Ever spotted a black squirrel? We do have these in the UK: around 25,000 of them! In England, you’re most likely to see these in Bedfordshire, Cambridgeshire and Hertfordshire. But this isn’t a separate species: black squirrels are basically greys with a different pigment gene.

A brown bird with striking wing stripes holds an acorn in its beak
A jay collecting acorns to hide for the winter ahead | ilyasov / iStock

Like the squirrels, jays also store or ‘cache’ a supply of food. This is the best time of year to see these colourful but shy woodland birds as they fly back and forth with beakfuls of acorns. Planning for winter, they’re hiding these seasonal treats in holes in trees or in the ground, hoping to return to them when food is scarce. Oh, and those acorns that are forgotten and left by jays and squirrels? They’ll sprout and become the oak forests of the future!

Staying snug

Another animal making the most of the season’s riches is the harvest mouse, which munches on seeds, blackberries and rosehips. This is our tiniest rodent, weighing roughly the same as a two pence coin!

A tiny orange mouse on an ear of corn
The harvest mouse is our smallest rodent, as you can see from this one perched on an ear of corn! | Stevie_UK / iStock

Harvest mice live among long grass and hedgerows. In August and September, the females are giving birth to their young, usually rearing around six at a time. Look out for their distinctive nests woven from grass into globes around the size of a tennis ball, secured to the stalks of grasses. These tiny mice won’t hibernate but they’ll be less active during the winter months, spending longer periods asleep in the winter nests or in burrows.
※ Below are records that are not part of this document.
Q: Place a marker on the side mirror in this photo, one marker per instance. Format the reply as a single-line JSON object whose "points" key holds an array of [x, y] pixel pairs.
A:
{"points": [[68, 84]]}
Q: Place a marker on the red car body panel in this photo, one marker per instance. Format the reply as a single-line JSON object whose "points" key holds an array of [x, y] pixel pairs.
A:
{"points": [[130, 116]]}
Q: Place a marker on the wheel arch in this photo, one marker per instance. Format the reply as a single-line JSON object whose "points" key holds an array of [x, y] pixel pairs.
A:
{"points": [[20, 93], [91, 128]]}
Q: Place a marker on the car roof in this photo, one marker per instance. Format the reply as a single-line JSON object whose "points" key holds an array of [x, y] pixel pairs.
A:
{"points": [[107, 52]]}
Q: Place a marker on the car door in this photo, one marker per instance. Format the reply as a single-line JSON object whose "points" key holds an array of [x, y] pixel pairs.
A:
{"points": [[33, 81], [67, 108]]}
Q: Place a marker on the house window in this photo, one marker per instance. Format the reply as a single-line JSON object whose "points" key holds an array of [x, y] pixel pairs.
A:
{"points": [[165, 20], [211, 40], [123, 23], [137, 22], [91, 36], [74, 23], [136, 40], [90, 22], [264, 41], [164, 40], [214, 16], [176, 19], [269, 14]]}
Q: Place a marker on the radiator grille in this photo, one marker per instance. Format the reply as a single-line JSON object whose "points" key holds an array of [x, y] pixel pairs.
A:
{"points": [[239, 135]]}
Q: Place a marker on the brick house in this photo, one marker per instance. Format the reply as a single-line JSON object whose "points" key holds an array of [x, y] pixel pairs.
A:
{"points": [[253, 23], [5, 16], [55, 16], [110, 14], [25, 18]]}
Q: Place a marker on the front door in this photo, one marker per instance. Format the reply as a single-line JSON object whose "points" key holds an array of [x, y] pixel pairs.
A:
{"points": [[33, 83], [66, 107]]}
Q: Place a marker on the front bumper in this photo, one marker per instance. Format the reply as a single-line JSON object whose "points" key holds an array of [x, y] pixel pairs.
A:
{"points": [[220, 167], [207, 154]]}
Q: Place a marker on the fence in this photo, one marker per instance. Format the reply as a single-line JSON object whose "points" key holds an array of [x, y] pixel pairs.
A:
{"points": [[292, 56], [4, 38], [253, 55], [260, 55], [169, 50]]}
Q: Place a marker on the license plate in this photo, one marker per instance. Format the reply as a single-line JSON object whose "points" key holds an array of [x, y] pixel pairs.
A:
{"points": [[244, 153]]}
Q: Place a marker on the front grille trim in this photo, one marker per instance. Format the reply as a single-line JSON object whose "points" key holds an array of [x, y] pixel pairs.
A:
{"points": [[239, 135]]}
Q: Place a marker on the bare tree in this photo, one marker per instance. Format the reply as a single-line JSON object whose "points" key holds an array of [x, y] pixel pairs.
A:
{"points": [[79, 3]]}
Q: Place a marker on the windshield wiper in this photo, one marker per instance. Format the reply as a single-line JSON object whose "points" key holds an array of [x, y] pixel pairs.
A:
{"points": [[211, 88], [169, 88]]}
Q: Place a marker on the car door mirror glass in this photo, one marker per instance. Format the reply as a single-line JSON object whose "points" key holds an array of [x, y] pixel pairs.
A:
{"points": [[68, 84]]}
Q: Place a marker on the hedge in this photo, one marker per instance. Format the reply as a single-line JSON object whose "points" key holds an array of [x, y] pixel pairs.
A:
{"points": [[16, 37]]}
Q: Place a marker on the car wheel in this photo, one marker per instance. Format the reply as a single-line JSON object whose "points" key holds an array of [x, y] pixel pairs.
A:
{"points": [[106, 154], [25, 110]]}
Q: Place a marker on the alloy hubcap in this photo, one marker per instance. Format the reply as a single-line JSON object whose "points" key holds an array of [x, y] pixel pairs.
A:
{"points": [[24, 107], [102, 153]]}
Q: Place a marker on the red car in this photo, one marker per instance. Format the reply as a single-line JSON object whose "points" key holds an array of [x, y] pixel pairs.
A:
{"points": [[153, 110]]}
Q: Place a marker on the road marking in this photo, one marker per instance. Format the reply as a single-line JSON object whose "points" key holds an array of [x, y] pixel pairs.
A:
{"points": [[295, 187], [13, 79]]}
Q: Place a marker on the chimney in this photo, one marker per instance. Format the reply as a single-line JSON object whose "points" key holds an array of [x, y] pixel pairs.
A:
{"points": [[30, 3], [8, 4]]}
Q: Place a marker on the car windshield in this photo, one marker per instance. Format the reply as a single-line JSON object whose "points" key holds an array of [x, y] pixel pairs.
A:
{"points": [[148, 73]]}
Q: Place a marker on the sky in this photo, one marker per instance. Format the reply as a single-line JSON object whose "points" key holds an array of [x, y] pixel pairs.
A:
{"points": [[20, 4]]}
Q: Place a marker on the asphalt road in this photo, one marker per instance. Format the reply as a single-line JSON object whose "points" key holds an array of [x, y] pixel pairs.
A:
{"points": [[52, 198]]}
Meanwhile, our biggest rodent, the beaver, will be building up fat reserves but also storing food to see it through the winter. Our small but growing population of wild beavers will spend much of the winter in their lodges, gnawing on bark and wood that they’ve dragged underwater. Their well-insulated lodges and thick fur will keep them warm and cosy.
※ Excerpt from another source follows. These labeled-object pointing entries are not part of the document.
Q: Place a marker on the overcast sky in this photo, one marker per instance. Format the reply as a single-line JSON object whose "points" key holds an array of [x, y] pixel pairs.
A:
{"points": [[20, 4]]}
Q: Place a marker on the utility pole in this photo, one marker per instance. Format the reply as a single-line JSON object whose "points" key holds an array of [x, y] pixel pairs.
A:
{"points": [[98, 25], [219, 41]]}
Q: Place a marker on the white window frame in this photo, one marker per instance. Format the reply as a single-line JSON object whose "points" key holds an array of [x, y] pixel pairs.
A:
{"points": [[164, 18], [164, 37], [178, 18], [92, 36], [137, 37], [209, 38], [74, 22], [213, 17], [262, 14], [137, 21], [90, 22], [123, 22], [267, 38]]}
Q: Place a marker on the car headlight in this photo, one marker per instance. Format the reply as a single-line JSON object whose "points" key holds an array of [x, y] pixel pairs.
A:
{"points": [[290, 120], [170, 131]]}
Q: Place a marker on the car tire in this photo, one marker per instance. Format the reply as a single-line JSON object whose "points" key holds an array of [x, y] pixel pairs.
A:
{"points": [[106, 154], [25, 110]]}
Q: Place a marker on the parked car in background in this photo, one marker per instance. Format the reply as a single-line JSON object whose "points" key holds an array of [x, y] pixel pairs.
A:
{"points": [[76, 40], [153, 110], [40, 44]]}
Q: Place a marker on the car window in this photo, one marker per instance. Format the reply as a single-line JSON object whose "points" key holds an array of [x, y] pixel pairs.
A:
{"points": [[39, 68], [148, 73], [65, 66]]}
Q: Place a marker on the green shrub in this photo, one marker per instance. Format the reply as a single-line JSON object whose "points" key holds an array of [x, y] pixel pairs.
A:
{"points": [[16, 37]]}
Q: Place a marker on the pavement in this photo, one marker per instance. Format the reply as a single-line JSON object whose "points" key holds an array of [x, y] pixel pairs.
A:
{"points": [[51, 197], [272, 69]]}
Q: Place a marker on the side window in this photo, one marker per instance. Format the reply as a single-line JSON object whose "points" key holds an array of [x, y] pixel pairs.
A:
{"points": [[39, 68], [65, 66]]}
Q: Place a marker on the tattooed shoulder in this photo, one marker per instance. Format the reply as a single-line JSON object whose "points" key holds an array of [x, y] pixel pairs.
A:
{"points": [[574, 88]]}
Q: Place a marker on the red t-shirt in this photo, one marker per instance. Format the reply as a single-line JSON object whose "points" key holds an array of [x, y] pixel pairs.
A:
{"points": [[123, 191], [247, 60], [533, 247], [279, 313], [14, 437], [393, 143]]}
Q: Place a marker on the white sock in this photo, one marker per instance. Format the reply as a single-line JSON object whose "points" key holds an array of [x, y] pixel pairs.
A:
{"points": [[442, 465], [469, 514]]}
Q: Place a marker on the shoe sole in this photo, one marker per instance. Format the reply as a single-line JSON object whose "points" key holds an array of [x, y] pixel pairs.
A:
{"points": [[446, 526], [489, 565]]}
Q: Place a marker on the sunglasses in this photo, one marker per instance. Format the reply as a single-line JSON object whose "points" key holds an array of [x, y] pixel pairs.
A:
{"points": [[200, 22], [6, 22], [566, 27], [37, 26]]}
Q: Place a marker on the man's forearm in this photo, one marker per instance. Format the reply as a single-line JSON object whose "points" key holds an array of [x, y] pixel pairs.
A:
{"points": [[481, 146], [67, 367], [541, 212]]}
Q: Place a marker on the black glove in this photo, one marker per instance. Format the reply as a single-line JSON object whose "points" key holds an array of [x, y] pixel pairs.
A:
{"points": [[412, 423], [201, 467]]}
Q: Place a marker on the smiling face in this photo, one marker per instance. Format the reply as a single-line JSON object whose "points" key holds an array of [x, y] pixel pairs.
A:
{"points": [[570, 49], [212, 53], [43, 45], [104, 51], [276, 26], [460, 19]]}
Music and drama in the undergrowth

On warm days, summer’s wild soundtrack lingers. Crickets and grasshoppers buzz in the undergrowth. Their music is made by rubbing legs or wings together, otherwise known as ‘stridulating’. Grasshoppers don’t survive the winter but their eggs, laid in loose earth, will hatch out in early spring and when it’s warm enough, the insect orchestra will be back!
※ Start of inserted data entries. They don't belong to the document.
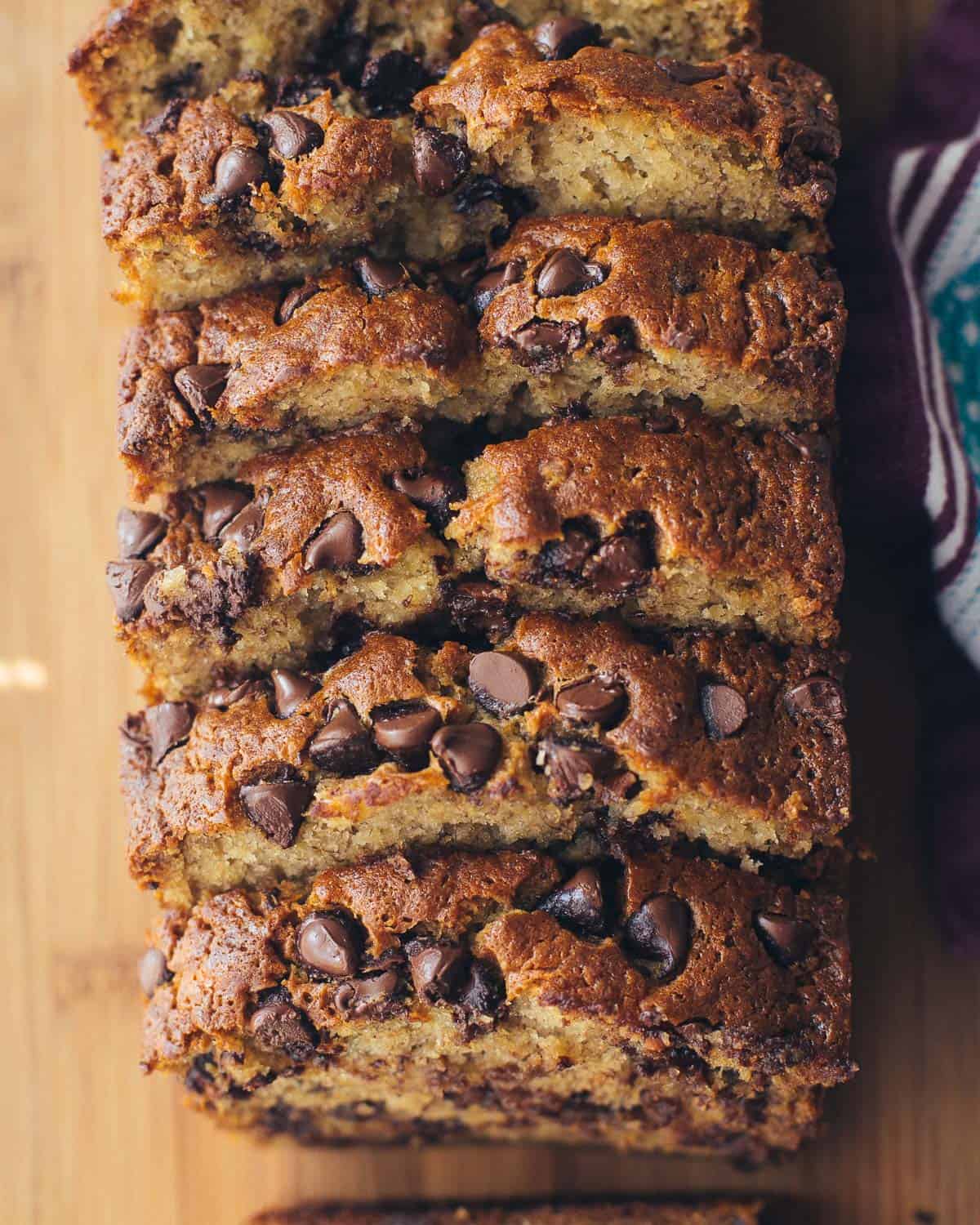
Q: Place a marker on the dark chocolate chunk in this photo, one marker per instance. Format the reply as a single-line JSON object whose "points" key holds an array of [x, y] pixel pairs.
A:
{"points": [[492, 283], [220, 504], [619, 565], [379, 277], [565, 274], [277, 808], [688, 74], [137, 532], [294, 299], [293, 135], [127, 583], [723, 708], [784, 938], [406, 730], [558, 38], [151, 969], [201, 386], [502, 683], [343, 745], [439, 970], [337, 546], [580, 903], [820, 697], [289, 690], [328, 943], [468, 752], [169, 724], [439, 159], [661, 933], [595, 701], [235, 171]]}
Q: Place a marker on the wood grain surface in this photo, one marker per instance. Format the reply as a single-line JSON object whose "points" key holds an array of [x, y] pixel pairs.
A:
{"points": [[85, 1137]]}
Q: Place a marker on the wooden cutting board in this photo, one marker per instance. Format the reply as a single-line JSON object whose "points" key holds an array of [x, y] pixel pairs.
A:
{"points": [[85, 1136]]}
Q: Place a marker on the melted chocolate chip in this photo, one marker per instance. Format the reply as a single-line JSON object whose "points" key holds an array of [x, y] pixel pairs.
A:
{"points": [[580, 903], [502, 683], [558, 38], [724, 710], [661, 933], [439, 159], [337, 546], [468, 752], [343, 745], [293, 135], [168, 724], [784, 938], [328, 943], [137, 532], [289, 691], [818, 697], [127, 582], [277, 808], [203, 385], [595, 701], [565, 274]]}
And suspended in webs among tangled vegetation, brightly-decorated wasp spiders are lying in wait, hoping to catch some of these miniature musicians. When they do, they roll them up in a bundle of silk to eat later! The bright black and yellow stripes of this spider fools potential predators into thinking it might be a stinging insect, so they leave it alone.

A spider with yellow and black stripes in a web
This female wasp spider has weaved the distinctive zig-zag pattern into her web | Sarah Punter / iStock

The females, which are 14-17mm long, are easier to spot than the smaller males, which often get eaten during mating! If you find a wasp spider web, see if you can spot their signature ‘zig-zag’ line in the middle.

Autumn babies

Reptiles are active in September, making the most of the last days of warmth and sunshine. You may see common lizards and slow worms around log piles or grass snakes sunning themselves on compost heaps, where they may have laid their eggs. Those eggs hatch in late summer, while adders, and rarer smooth snakes, give birth to live young around this time. Young snakes are tiny perfect replicas of their parents!

And hedgehogs may also have their babies this late in the year. These hoglets will have to put on fat quickly to survive hibernation, and they and their parents will munch on beetles, slugs, snails and worms with even more vigour than usual!

A hedgehog is curled up amongst autumn leaves
Watch out for sleepy hedgehogs awake during hibernation; they might need help

If you see a hedgehog out and about during the day, especially in cold weather, it means it may have been disturbed from hibernation and could be unwell. There’s plenty of advice on the British Hedgehog Preservation Society website on how you can help these increasingly rare animals.